Quick answer: Generate a TMP_FontAsset from your TTF/OTF via Window → TextMeshPro → Font Asset Creator, then assign it to the Font Asset slot. Set fallbacks for multilingual glyph coverage.

A UI mockup uses a custom display font. In Unity TextMeshPro renders LiberationSans everywhere — the default packaged with TMP. Dragging your TTF into the Font Asset slot doesn’t work; TMP wants a Font Asset, not raw TTF.

TTF vs TMP_FontAsset

The legacy UI Text component accepts a TTF directly. TextMeshPro doesn’t. TMP needs:

  1. A baked atlas containing every glyph you’ll display.
  2. Distance field information for the SDF rendering technique.
  3. Kerning tables and per-glyph metadata.

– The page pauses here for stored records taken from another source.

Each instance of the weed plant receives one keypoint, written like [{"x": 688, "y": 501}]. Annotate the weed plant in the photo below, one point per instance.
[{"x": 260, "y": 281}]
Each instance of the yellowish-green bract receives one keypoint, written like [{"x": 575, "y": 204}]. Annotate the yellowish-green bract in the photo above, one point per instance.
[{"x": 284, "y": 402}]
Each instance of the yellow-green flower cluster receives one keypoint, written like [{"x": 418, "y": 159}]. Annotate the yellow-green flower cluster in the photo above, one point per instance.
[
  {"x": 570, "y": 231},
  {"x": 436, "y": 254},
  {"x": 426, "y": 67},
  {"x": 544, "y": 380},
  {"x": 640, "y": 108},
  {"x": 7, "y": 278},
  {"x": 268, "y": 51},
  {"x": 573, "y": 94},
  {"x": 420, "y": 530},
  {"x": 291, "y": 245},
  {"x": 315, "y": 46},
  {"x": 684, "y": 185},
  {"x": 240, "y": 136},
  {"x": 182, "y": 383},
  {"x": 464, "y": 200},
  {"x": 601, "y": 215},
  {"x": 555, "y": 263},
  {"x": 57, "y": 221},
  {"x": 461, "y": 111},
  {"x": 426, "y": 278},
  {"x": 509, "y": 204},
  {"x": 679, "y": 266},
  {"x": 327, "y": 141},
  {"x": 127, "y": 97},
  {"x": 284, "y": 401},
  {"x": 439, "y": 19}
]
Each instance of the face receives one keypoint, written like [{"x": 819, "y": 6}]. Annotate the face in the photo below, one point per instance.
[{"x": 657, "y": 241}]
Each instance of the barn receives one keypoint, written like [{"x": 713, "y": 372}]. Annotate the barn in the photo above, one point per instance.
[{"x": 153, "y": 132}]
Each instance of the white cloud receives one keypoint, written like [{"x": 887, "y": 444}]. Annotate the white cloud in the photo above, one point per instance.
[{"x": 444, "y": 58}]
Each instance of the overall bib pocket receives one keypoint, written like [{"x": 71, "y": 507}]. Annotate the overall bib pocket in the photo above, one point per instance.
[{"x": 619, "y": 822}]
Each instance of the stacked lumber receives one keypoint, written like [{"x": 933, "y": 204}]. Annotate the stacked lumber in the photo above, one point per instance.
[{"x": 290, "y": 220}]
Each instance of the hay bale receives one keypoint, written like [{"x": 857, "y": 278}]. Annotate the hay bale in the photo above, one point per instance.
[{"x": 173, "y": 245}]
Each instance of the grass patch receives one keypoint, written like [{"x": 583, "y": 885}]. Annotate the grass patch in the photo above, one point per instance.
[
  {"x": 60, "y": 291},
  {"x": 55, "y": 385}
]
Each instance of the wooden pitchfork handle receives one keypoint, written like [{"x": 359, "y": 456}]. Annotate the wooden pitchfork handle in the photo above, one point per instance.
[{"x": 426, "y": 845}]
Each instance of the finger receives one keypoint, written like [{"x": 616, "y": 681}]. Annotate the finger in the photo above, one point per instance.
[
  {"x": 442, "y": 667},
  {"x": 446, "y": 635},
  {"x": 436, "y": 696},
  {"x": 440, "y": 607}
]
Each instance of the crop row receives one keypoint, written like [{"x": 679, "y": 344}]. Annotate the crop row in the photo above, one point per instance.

The TMP_FontAsset is a precomputed resource holding all of this.

Generate the Font Asset

  1. Import your TTF/OTF into the project (Assets/Fonts/).
  2. Open Window → TextMeshPro → Font Asset Creator.
  3. Set Source Font File to your TTF.
  4. Sampling Point Size: 90 (good balance of quality vs atlas size).
  5. Padding: 5 (for SDF spread).
  6. Character Set: choose ASCII for English-only, or Unicode Range Hex with a wider range for international.
  7. Click Generate Font Atlas, then Save.

You get a .asset file. Drag it into the Font Asset slot on your TextMeshProUGUI component.

Set the Default for the Project

In Project Settings → TextMesh Pro → Settings, set Default Font Asset to your generated asset. New TextMeshProUGUI components default to this.

Fallback Fonts for Multilingual Support

If you support English + Japanese, generate one asset per script. On the main asset:

  1. Inspector → Fallback Font Assets.
  2. Add Element.
  3. Drag the Japanese asset in.

When TMP encounters a glyph not in the main atlas, it cascades through fallbacks. The user-visible text mixes scripts seamlessly.

Dynamic SDF Atlas

For user-generated content where you can’t pre-bake every glyph, set Atlas Population Mode = Dynamic. Glyphs are baked on-demand at runtime. Costs more first-render time per new glyph; eliminates “missing glyph box” for unexpected characters.

Verifying

Run the scene. Text should render in your custom font. Inspector on a TMP component should show your asset in the Font Asset slot (not LiberationSans). Switch language at runtime — fallback glyphs should appear in their correct script font, not as missing-character boxes.

“TMP doesn’t accept raw TTFs. Generate a Font Asset, then assign it. Two minutes the first time, saves the ‘why LiberationSans’ surprise.”

Use Dynamic Atlas mode for fonts with hundreds of glyphs (CJK) — pre-baking everything bloats memory unnecessarily.